La réponse est d'ailleurs... pas trop. Il semblerait que les défaillances et dysfonctionnements dénoncés en 2008 sont toujours là.

En tant que Française, j'ai reçu beaucoup de messages d'amis indiennes. L'autre jour, une inconnue dans la rue - on essayait toutes les deux de trouver un taxi et avons fini par le partager -, apprenant que j'étais Française, m'a dit: "Je suis désolée" et a tout de suite enchaîné sur Bombay 2008. Je ressens qu'il y a pour les événements de Paris un vrai intérêt parce que ça rappelle de très mauvais souvenirs...

Un des points communs des deux épisodes - outre le motus operandi -, c'est le choix des lieux. La gare Victoria contre Stade de France : un lieu de mixité sociale, "grand public". Les hôtels versus les terrasses et le Bataclan, des lieux qui démultiplient l'impact parce que ces hôtels étaient pour nous des lieux de socialisation, et de la même façon qu'à Paris tout le monde a fréquenté ces terrasses, ce resto, cette salle de spectacle, ou connaît quelqu'un qui y était, ou a un ami d'ami qui... À Bombay, on était tous (enfin, chez les indiens de la "Shining India") allé dîner au Trident, on avait donné un rendez-vous dans le lobby du Taj, pris un verre au bar, c'était des lieux de passage et familiers.

Donc l'impact émotionnel est fort parce qu'on se sent tous personnellement touché.

Quand c'est arrivé, ça a duré 3 jours. Je ne sais pas si vous imaginez, vendredi 13 novembre prolongé 72 heures, c'était épouvantable.

La ville était désertée, on n'osait plus sortir (évidemment, on avait tous peur de tomber sur des terroristes en fuite, d'ailleurs les écoles sont restées fermées presque une semaine).

"Quand j'entrais dans un restaurant, je regardais les sorties, je me demandais où me cacher si..."

Et puis on a recommencé petit à petit à s'aventurer dehors.

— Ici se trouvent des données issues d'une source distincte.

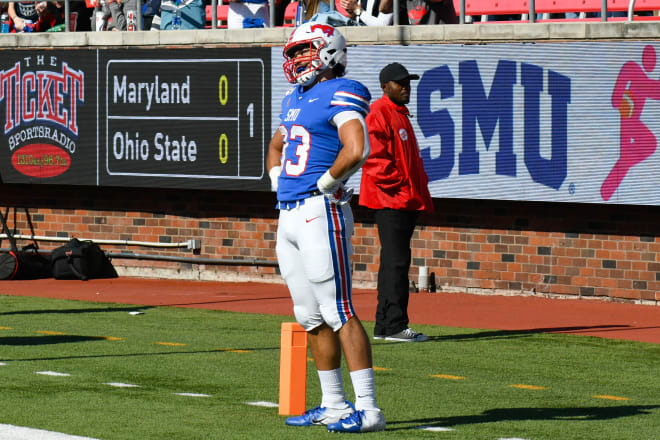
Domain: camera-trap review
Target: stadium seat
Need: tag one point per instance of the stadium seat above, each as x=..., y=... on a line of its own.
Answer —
x=223, y=10
x=290, y=14
x=479, y=8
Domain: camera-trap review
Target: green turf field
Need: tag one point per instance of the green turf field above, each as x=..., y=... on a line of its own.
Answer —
x=463, y=384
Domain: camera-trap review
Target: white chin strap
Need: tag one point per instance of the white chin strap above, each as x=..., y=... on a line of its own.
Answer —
x=308, y=77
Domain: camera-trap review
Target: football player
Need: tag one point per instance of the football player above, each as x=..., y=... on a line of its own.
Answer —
x=321, y=141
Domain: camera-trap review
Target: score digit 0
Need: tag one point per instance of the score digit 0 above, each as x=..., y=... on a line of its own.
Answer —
x=223, y=94
x=223, y=151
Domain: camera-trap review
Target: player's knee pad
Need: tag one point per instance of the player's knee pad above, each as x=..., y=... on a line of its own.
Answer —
x=318, y=265
x=309, y=320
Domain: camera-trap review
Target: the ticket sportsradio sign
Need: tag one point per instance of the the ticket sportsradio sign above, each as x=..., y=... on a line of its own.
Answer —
x=160, y=118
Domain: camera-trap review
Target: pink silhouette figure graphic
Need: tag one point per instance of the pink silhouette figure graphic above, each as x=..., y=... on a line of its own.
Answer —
x=632, y=88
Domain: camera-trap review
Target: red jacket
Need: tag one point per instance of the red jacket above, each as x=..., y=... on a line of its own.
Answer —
x=393, y=175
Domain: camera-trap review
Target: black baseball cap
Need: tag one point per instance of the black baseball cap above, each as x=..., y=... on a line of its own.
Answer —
x=395, y=72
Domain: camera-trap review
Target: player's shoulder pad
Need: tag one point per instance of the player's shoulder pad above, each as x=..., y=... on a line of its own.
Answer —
x=352, y=95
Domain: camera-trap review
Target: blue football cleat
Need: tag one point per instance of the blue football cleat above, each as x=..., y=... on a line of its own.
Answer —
x=320, y=416
x=360, y=421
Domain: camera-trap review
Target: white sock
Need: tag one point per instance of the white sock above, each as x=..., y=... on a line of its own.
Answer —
x=365, y=390
x=332, y=389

Apres avoir échangé par messagerie, quand on se retrouvait face à face, la première chose qu'on faisait, c'était compter nos morts. Outre Loumia, dans mon association par exemple, une femme du bureau est morte avec son mari, une autre avait été blessée par un impact de balle. Vous imaginez la première réunion "après" : une chaise vide et une femme le bras en écharpe. On essaie de faire comme ci, de suivre l'ordre du jour, de continuer, mais c'est dur.

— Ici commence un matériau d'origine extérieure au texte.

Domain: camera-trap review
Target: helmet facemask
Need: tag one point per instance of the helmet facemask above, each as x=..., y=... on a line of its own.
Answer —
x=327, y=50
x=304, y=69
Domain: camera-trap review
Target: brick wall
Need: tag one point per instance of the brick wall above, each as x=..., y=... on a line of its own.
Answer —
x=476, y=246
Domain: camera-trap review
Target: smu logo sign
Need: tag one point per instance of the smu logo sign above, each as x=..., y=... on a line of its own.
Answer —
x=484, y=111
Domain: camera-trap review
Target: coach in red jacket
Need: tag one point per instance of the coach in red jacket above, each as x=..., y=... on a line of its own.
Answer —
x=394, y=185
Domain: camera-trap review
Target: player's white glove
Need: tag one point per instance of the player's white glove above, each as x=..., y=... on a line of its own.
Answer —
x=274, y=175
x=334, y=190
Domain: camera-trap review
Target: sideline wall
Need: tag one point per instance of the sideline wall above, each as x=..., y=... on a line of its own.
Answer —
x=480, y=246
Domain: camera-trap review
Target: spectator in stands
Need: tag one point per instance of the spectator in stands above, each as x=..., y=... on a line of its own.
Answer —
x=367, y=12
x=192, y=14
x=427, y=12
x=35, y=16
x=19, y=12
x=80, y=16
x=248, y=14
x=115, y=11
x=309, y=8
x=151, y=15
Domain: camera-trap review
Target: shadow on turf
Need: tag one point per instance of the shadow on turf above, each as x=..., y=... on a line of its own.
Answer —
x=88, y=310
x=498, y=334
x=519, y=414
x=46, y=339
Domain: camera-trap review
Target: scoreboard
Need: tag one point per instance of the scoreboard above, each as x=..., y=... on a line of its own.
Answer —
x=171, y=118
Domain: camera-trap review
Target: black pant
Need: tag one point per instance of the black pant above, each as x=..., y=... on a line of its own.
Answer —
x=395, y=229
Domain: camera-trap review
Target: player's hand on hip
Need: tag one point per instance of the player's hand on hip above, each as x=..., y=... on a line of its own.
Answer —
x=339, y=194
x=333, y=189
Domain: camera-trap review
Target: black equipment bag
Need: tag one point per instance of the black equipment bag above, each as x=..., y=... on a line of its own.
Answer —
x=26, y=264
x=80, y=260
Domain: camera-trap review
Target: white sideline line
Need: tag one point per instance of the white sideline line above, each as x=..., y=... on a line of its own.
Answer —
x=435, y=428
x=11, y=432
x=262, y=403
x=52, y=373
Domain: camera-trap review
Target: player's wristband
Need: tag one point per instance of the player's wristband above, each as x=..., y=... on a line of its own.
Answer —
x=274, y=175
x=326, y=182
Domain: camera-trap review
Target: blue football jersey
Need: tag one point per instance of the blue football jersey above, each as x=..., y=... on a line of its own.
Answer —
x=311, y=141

Au départ, tout le monde s'est forcé. À reprendre le quotidien, le travail. Beaucoup de psychoses aussi, beaucoup de rumeurs qui surgissaient, qui affolaient. Au départ, on évitait les lieux publics, les lieux exposés. Je me souviens que quand j'entrais dans un restaurant, je regardais les sorties, je me demandais où me cacher si ... On a recommencé la socialisation "en privé, les dîners, les clubs, tout le monde était triste. En même temps, comme ce qui se passe en France en ce moment, on cherchait l'humour, jamais loin en Inde. Je me souviens que le club de sport que je fréquentais avait placé un garde sur le toit plat, avec une chaise en plastique, toute la journée il regardait la mer, ça nous faisait rire jaune: Anne, ma soeur Anne, ne vois tu rien venir ?

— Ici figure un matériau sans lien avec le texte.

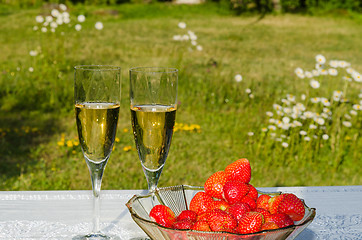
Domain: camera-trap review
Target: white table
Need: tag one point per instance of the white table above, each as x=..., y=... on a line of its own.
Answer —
x=63, y=214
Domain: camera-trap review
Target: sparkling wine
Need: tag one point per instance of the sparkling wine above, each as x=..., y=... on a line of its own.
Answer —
x=97, y=124
x=153, y=129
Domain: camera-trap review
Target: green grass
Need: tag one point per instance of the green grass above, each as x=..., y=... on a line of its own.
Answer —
x=37, y=116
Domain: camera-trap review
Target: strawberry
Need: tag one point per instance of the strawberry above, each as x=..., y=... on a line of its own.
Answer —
x=292, y=206
x=250, y=201
x=281, y=219
x=187, y=214
x=234, y=191
x=220, y=204
x=262, y=201
x=269, y=226
x=221, y=221
x=266, y=213
x=273, y=203
x=253, y=193
x=182, y=224
x=214, y=185
x=237, y=210
x=163, y=215
x=201, y=203
x=251, y=222
x=201, y=226
x=239, y=170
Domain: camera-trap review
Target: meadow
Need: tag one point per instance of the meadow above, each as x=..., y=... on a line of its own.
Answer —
x=283, y=91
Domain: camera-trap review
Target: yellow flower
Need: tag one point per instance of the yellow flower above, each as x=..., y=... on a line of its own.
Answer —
x=127, y=148
x=69, y=143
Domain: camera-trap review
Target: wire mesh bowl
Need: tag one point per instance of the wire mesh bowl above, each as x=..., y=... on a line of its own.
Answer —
x=178, y=199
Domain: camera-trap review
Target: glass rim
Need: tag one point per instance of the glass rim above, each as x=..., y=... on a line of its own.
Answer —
x=154, y=70
x=97, y=67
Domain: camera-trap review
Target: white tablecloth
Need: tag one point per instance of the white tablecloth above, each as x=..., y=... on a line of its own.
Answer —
x=64, y=214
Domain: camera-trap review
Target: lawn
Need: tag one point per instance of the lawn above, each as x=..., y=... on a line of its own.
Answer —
x=221, y=116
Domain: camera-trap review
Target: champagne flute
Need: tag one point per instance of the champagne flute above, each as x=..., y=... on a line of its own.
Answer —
x=97, y=94
x=153, y=95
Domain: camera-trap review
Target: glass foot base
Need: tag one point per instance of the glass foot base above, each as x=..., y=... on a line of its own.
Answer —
x=96, y=236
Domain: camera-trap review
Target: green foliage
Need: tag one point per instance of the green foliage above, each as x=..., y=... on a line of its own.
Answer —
x=219, y=119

Puis on a recommencé à sortir en public, au centre commercial, au cinéma, on était mal à l'aise mais on a pris de l'assurance, petit à petit. Certains lieux ont refait toute leur déco, d'autres ont choisi de garder les impacts de balles comme un étendard. L'Oberoi est resté très douloureux pour moi, à cause de Loumia. J'y suis retournée pour la première fois 2 ou 3 ans après, à l'occasion d'une cérémonie de commémoration. Le lieu était méconnaissable, ils avaient tout refait, mais c'était très difficile.

"On a eu des attentats tous les deux mois, comme un métronome"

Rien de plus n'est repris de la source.